Legislators used Attorney General Dan Sullivan's confirmation hearing Wednesday to question the Parnell administration's actions on a ground-breaking child welfare case concerning tribal court rights.
The state lost in lower courts but hired a Washington, D.C., law firm to appeal to the U.S. Supreme Court.
The case is between the Kaltag Village Council, which operates a tribal court, and the state's Department of Health and Social Services. The issue is over who takes precedence in a child custody cases, a tribal court or other court systems.
Sen. Bill Wielechowski questioned seeking further review after the state lost in four courts before five judges.
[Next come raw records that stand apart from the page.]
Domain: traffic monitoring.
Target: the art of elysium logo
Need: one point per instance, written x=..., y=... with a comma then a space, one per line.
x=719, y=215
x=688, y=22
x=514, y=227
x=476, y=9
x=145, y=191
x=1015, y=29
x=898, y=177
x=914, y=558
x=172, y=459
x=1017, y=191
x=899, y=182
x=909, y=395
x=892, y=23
"We think this is an important enough issue, whether a tribal court should have jurisdiction over a non-member over an issue as fundamental as terminating parental rights," Sullivan said.
Sullivan was appointed Attorney General in June of 2009, one of former Gov. Sarah Palin's last official acts before announcing her resignation as governor.
Under state law, Sullivan's appointment expires at the end of the Legislative session if he is not confirmed by the Legislature.
In the state's 50-plus-year history, no member of any governor's cabinet failed to win legislative confirmation until Palin's last attorney general appointment of the controversial Wayne Anthony Ross. His two-week tenure as attorney general before his failed confirmation vote was the state's shortest.
Sen. Hollis French, D-Anchorage, chairman of the Judiciary Committee, questioned whether the state's continued fighting of the Kaltag case had disturbed the Native legal community.
"I think they see it as an attack on tribal courts," he said.
Sullivan acknowledged the seriousness of the issue, but said there were important issues on which U.S. Supreme Court guidance is needed. Lower courts around the nation have split widely on the issue, he said.
"We need clarity," he said.
Sullivan said he consulted with Gov. Sean Parnell before petitioning the nation's highest court to take the case.
"We'd never petition the U.S. Supreme Court on a matter lightly," he said.
Sullivan also offered conciliatory words for Kaltag on the issue.
"The Tribal Court was trying to do the right things," he said.
Wielechowski, a union lawyer, asked why a D.C. firm was hired for the appeal.
"We have great expertise in Alaska, I don't know why you went outside Alaska to hire this firm," he said.
Sullivan didn't directly answer the question. In the state budget, the Department of Law, which Sullivan heads, requested an extra appropriation of $80,000.
The Senate Judiciary Committee approved Sullivan's nomination, as the House Judiciary Committee did earlier. A date has not been set for the full Legislature to vote on confirmation.